50 ans plus tard, ce vendredi, François Hollande devrait annoncer l'arrivée de 4 nouveaux "grands Hommes", tous ont eu à faire aux nazis ou à leurs alliés: Germaine Tillion, Geneviève de Gaulle-Anthonioz, Pierre Brossolette et Jean Zay.
Depuis quelques mois, de nombreuses associations féministes (mais pas uniquement) menaient un combat pour faire entrer plus de femmes au Panthéon. Leur collectif pour des femmes au Panthéon propose une liste de grandes Femmes où l'on retrouve Louise Michel, Olympe de Gouges, Simone de Beauvoir et aussi Germaine Tillion. On peut penser que leur lobby a porté ses fruits puisqu'avec ces nouvelles entrées, le nombre de femmes au Panthéon va doubler ! Autre grande nouveauté, les deux femmes qui entreront, entreront seules, sans leur époux, contrairement aux deux précédentes femmes, Marie Curie et Sophie Berthelot.
Je ne pense pas qu'il faille chercher à tout prix à atteindre une parité sous le dôme et dans la crypte du Panthéon, surtout que les premiers à y être entrés (Voltaire et Rousseau), l'ont fait respectivement en 1791 et 1794. Cela fait un sacré retard à rattraper. En revanche, j'aime l'idée que Bruno Nassim Aboudrar, professeur d'université, a développé dans une tribune pour Libération en janvier dernier. Pour ce professeur, il n'est pas obligatoire de chercher une "Grande Femme" à faire entrer au Panthéon mais une de ces femmes anonymes qui se sont battues pour leur pays. L'auteur de la tribune souligne que nombreux des 70 locataires du Panthéon sont d'illustres inconnus alors pourquoi ne pas rendre hommage à femmes dont le nom ne sont pas connus de la majorité des Français :
Jugées à l’aune de la majorité des hôtes de la sépulture, ce n’est pas Tillion ou Joséphine Baker qu’il y faudrait faire rentrer, mais telle infirmière dévouée, telle financière avisée (elle tiendrait compagnie à Jean-Frédéric Perregaux, directeur de la Banque de France), une magistrate. Mais, quand il suffit à un homme d’avoir été «grand», et souvent très petitement grand, il faut à une femme avoir été immense pour que sa dépouille prétende à la reconnaissance de la patrie.
A défaut de suivre ces conseils, soulignons le choix de François Hollande de vouloir faire entrer 2 grandes Femmes. Nous ne sommes pas obligés de faire du nombre en transférant de nombreuses femmes pour corriger les choix du passé. En revanche, il est un symbole de vouloir faire entrer à présent soit que des femmes, soit un nombre égal de femmes et d'hommes. Ainsi la mère Patrie pourra être reconnaissante de ses fils comme de ses filles.

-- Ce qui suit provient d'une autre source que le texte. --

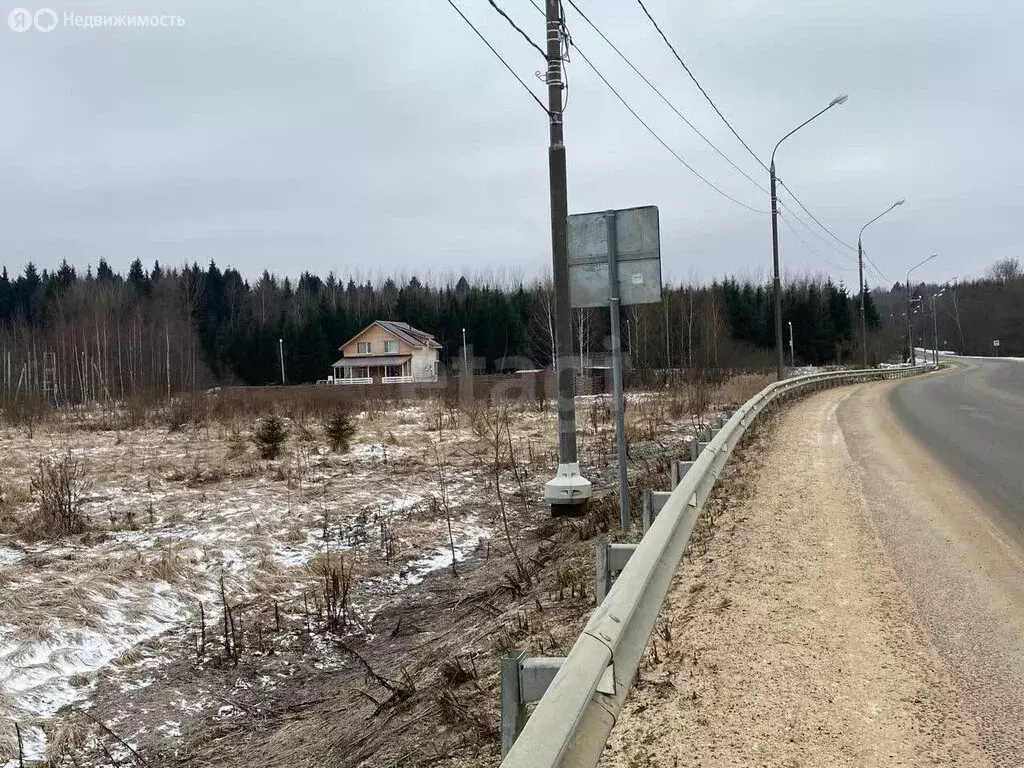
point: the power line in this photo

Ginette Lacaze, ma vieille voisine qui ne va pas tarder à mourir, me charge de vous faire savoir qu'elle irait volontiers au Panthéon, dans la mesure où, toute sa vie, elle a sublimement réussi le bœuf en daube.
RépondreSupprimerJ'appuie bien évidemment sa requête, on ne peut plus légitime.
Le boeuf en daube, ça devrait plaire aux locataires du lieu, ça les changerait des pissenlits par la racine
SupprimerNon. (avec tout mon respect pour Ginette).
RépondreSupprimerIl va dans le sens de l'auteur de la tribune qui concluait en proposant de prendre des femmes au hasard...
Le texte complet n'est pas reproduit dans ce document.